Rappelons que cette décision fait suite à maints arrêts rendus dans le cadre du  CRP (convention de reclassement personnalisé) puis maintenant du CSP (contrat de sécurisation professionnelle), créé par la loi n° 2011-893 du 28 juillet 2011 (V. également : accord national interprofessionnel du 31 mai 2011, convention du 19 juillet 2011 relative au contrat de sécurisation professionnelle).
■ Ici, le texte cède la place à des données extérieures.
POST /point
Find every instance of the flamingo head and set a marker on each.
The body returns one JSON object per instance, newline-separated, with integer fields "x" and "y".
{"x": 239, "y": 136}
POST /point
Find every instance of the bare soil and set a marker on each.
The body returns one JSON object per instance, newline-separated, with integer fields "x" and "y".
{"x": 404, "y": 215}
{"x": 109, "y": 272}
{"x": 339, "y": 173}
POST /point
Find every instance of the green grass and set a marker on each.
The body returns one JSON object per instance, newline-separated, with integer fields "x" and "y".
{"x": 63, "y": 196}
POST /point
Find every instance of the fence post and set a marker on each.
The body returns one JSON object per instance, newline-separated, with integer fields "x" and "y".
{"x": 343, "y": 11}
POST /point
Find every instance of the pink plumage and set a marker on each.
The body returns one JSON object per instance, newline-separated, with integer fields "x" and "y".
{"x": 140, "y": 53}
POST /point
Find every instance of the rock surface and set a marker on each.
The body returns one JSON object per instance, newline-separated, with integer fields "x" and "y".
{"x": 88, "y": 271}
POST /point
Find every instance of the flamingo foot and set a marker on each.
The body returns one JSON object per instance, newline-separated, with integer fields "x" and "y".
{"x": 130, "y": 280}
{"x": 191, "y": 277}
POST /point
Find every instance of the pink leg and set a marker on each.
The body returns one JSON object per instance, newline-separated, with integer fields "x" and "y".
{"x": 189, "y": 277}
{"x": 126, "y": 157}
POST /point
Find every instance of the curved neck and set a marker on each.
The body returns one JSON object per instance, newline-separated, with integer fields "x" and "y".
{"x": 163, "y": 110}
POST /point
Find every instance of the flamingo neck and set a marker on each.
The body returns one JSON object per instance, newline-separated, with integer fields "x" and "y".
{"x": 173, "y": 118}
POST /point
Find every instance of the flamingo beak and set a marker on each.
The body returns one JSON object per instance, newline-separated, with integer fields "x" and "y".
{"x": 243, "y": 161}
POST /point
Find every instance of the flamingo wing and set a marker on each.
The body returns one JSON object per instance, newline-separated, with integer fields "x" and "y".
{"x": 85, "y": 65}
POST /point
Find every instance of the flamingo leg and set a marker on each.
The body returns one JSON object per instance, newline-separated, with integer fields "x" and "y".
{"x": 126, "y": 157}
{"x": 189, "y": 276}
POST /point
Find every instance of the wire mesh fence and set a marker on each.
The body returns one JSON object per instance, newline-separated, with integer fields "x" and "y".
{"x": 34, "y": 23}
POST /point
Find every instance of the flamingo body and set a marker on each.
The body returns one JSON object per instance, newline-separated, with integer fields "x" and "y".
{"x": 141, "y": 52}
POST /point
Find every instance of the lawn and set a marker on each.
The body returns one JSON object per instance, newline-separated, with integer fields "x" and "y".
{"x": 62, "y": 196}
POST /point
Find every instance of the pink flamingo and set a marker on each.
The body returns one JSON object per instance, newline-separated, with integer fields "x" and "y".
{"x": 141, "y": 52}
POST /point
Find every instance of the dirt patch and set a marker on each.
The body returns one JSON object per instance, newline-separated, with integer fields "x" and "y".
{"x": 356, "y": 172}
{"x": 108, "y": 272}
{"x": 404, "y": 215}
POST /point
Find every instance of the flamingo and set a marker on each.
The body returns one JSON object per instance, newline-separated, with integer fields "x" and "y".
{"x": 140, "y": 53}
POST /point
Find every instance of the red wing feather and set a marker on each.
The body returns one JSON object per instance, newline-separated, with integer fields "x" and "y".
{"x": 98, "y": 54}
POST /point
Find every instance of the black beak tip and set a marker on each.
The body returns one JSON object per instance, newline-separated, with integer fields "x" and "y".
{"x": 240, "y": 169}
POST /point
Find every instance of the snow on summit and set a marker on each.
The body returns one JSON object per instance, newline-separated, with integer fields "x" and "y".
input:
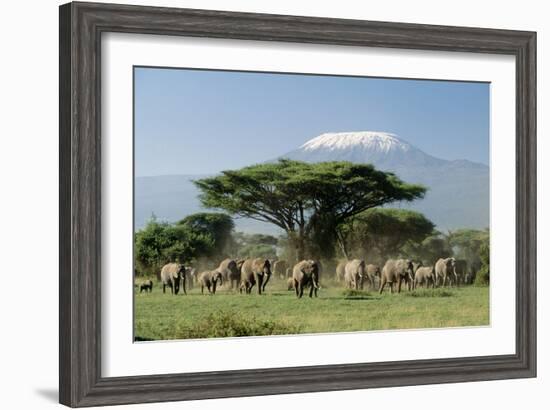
{"x": 374, "y": 141}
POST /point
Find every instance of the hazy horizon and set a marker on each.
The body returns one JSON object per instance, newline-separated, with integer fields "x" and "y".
{"x": 200, "y": 122}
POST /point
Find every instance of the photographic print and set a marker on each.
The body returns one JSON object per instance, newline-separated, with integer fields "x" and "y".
{"x": 283, "y": 203}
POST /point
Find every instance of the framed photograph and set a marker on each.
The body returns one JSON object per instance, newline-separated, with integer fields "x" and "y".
{"x": 257, "y": 204}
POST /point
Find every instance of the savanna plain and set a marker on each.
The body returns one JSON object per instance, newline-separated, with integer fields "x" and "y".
{"x": 278, "y": 311}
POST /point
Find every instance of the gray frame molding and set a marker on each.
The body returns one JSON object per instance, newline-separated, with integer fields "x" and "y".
{"x": 81, "y": 26}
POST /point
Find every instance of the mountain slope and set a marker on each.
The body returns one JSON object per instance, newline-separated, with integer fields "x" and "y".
{"x": 458, "y": 191}
{"x": 457, "y": 197}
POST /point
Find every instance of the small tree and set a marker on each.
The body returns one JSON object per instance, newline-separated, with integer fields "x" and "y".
{"x": 386, "y": 231}
{"x": 430, "y": 249}
{"x": 217, "y": 227}
{"x": 483, "y": 276}
{"x": 466, "y": 244}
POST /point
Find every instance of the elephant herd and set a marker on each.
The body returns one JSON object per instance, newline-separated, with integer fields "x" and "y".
{"x": 241, "y": 274}
{"x": 244, "y": 274}
{"x": 395, "y": 272}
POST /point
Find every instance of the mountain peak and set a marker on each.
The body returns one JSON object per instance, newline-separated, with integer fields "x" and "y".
{"x": 374, "y": 141}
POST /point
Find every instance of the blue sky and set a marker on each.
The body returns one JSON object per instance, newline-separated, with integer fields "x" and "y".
{"x": 202, "y": 122}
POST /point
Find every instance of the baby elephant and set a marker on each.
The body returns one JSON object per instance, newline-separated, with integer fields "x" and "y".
{"x": 425, "y": 276}
{"x": 146, "y": 286}
{"x": 209, "y": 279}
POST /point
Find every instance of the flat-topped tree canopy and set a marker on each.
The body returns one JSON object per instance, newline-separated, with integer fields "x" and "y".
{"x": 296, "y": 196}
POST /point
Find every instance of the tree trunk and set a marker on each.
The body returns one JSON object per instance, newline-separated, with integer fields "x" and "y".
{"x": 342, "y": 244}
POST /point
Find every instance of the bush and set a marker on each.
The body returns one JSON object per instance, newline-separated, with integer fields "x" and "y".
{"x": 430, "y": 293}
{"x": 235, "y": 325}
{"x": 482, "y": 277}
{"x": 356, "y": 294}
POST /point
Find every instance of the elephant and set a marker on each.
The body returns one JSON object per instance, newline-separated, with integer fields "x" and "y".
{"x": 279, "y": 268}
{"x": 445, "y": 269}
{"x": 395, "y": 271}
{"x": 341, "y": 270}
{"x": 290, "y": 283}
{"x": 209, "y": 279}
{"x": 230, "y": 272}
{"x": 146, "y": 286}
{"x": 190, "y": 276}
{"x": 306, "y": 273}
{"x": 289, "y": 273}
{"x": 461, "y": 267}
{"x": 354, "y": 272}
{"x": 171, "y": 275}
{"x": 424, "y": 276}
{"x": 371, "y": 273}
{"x": 255, "y": 271}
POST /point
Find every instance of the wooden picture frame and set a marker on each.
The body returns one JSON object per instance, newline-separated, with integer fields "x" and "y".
{"x": 81, "y": 27}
On se souvient que la chambre sociale a décidé, dans un arrêt du 12 juin 2012 (pourvoi n°  10-14632) que « lorsque la rupture du contrat de travail résulte de l’acceptation par le salarié d’une convention de reclassement personnalisé, l’employeur doit en énoncer le motif économique soit dans le document écrit d’information sur la convention de reclassement personnalisé remis obligatoirement au salarié concerné par le projet de licenciement, soit dans la lettre qu’il est tenu d’adresser au salarié lorsque le délai de réponse expire après le délai d’envoi de la lettre de licenciement imposé par les articles L. 1233-15 et L. 1233-39 du code du travail, soit lorsqu’il ne lui est pas possible d’envoyer cette lettre avant l’acceptation par le salarié de la proposition de convention, dans tout autre document écrit remis ou adressé à celui-ci au plus tard au moment de son acceptation ». Elle a réitéré sa position dans un arrêt du 15 mai 2013 (pourvoi n° 12-15973 – V. également : Cass soc. 8 avril 2014. pourvoi n°  13-11133 12-27317 13-13603 - 24 septembre 2014. pourvoi n°  13-18105 – V. une position concernant spécifiquement le CSP : Cass soc. 17 mars 2015. pourvoi n° 13-26941)

Dans la même logique, la chambre sociale a décidé que l'administrateur doit adresser au salarié la lettre de licenciement visant l'ordonnance du juge commissaire avant l'acceptation par celle-ci de la convention de reclassement personnalisé (Cass soc. 21 mai 2014. pourvoi n° 13-10840)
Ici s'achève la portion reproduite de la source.